= John Kemp (mathematician) =

Scottish mathematician

Prof John Kemp FRSE LLD (1763–1812) was a Scottish mathematician, who settled in the U.S. state of New York for most of his life.

==Life==
He was born on 10 April 1763 at Achlossan near Aboyne in Aberdeenshire, Scotland, the son of a farmer. He studied Mathematics at Aberdeen University and graduated in 1783. In the same year he emigrated to the United States of America, settling first in Virginia then moving to New York] in 1785.

In 1786 he successfully applied to become Professor of Mathematics at Columbia College (later Columbia University), aged only 23. In 1795 he began teaching Geography in addition to Mathematics and in 1799 he also began teaching Natural Philosophy (Physics).

In 1792 he was elected a Foreign Fellow of the Royal Society of Edinburgh. His proposers were James Gregory, Daniel Rutherford and John Playfair.
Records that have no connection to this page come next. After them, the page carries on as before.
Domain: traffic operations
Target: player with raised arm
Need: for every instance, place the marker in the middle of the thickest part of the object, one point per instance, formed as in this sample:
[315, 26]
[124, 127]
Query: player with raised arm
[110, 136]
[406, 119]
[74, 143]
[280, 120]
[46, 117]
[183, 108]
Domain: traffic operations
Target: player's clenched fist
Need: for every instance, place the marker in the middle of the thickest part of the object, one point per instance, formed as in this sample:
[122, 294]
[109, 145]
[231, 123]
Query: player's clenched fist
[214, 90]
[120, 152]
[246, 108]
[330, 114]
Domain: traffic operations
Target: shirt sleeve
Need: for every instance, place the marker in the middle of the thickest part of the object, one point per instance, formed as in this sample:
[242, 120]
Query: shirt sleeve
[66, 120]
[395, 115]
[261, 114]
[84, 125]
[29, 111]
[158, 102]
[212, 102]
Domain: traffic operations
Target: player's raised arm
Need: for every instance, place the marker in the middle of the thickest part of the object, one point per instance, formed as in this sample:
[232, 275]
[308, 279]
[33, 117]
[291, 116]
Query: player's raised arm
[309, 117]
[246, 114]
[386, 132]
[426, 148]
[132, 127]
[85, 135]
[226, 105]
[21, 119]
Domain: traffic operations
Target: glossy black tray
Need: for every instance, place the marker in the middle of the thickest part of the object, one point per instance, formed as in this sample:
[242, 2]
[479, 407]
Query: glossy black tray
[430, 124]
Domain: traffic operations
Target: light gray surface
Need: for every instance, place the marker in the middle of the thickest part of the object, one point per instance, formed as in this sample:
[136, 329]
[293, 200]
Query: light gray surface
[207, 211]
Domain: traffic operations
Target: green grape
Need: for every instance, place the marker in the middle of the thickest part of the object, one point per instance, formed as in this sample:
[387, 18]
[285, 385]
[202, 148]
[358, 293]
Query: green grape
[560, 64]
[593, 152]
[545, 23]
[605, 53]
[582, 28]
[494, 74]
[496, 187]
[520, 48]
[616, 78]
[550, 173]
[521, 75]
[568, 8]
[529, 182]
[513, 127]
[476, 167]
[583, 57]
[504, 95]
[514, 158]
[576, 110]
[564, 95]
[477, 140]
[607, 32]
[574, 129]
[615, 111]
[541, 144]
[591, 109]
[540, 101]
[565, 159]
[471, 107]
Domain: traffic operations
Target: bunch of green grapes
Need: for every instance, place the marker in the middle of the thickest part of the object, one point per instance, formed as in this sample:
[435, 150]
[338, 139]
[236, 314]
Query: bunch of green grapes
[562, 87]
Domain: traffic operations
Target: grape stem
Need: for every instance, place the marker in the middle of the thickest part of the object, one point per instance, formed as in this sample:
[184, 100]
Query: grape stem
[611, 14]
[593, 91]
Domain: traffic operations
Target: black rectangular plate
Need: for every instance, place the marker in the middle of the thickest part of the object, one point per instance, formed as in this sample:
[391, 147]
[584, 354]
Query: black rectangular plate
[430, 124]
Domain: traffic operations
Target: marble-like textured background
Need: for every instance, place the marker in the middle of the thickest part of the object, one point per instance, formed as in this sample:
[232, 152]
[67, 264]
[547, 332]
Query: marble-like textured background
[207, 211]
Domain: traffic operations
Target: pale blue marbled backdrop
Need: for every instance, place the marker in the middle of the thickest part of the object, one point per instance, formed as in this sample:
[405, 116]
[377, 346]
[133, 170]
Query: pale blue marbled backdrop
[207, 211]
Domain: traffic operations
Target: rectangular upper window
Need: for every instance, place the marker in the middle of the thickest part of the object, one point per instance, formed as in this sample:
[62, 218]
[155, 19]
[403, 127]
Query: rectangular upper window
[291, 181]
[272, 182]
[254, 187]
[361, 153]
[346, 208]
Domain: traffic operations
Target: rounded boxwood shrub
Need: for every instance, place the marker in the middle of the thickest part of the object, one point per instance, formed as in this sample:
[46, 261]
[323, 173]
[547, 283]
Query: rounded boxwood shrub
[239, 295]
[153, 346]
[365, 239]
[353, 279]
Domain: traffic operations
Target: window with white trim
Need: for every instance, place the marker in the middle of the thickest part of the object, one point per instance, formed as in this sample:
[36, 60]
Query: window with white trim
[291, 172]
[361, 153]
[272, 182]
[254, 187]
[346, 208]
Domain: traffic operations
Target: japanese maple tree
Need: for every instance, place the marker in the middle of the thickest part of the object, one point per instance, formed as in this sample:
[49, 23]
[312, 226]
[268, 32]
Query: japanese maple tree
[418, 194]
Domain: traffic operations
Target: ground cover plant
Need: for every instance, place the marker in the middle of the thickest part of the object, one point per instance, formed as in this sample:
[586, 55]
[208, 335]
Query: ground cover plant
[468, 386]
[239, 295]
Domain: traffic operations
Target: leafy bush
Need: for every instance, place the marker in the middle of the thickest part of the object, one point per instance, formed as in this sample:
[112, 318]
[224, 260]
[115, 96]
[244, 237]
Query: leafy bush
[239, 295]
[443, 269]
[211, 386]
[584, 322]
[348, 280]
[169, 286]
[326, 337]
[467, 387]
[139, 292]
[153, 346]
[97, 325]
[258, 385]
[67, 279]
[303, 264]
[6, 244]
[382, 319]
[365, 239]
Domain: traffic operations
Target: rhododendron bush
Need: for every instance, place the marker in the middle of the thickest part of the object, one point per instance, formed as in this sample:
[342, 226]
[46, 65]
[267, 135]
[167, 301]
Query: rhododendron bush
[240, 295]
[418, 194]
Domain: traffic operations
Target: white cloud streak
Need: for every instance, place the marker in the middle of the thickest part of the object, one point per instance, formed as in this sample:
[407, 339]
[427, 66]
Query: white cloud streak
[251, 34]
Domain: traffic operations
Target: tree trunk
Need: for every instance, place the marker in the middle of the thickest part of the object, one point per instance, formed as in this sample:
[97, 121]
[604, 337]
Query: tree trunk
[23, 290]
He was not (as some records claim) one of the founders of the Society in 1783.

In 1810 he visited Lake Erie in relation to an assessment of the then-proposed canal project, and considered it wholly viable.

He died in New York on 15 November 1812 following a long illness. He married twice but both wives died. One daughter (by his first marriage) survived him.